In definitiva, non può ritenersi effettivamente motivata la sussistenza della colpa grave richiesta, tenuto conto, altresì, che tale non potrebbe qualificarsi anche una eventuale condotta connivente nell’illecita attività altrui, e tanto conformemente all’indirizzo di questa Corte (cfr. Cass. n. 2659/2009, Cass. 8993/2003, rv. 223688, Cass. n. 16369/2003, rv. 224773, Cass. n. 42039/2006, rv. 235397).
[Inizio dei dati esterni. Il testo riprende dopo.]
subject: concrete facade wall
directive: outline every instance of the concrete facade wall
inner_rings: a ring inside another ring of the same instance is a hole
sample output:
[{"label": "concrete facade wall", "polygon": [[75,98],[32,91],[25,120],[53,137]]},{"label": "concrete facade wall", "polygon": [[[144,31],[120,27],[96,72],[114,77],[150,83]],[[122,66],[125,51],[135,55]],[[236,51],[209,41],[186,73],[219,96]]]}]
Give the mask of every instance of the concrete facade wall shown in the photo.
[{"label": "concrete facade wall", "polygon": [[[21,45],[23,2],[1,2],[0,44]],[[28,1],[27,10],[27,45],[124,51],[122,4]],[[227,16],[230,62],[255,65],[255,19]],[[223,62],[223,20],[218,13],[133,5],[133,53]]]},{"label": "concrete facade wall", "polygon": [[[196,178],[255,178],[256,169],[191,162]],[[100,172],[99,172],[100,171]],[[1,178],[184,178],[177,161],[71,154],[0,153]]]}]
Condividendosi l’avviso espresso dal P.G., deve conclusivamente riconoscersi che, alla stregua dei richiamati principi di diritto, la motivazione della Corte territoriale appare non sufficientemente specifica e sostanzialmente assertiva, non risultando delineato il dedotto contributo colposo dell’imputata, la cui condotta, limitatasi all’affacciarsi alla finestra e a chiamare a voce alta e ripetutamente " A.", è stata qualificata come gravemente colposa sulla base, peraltro, di una mera congettura investigativa, rivelatasi peraltro inadeguata probatoriamente, del verbalizzante che ha collegato lo stupefacente, poi rinvenuto sotto la finestra, alla S..

Consegue l’annullamento dell’impugnata ordinanza con rinvio alla Corte di Appello di Bologna per nuovo esame.
P.Q.M.

Annulla l’ordinanza impugnata con rinvio alla Corte di Appello di Bologna per nuovo esame.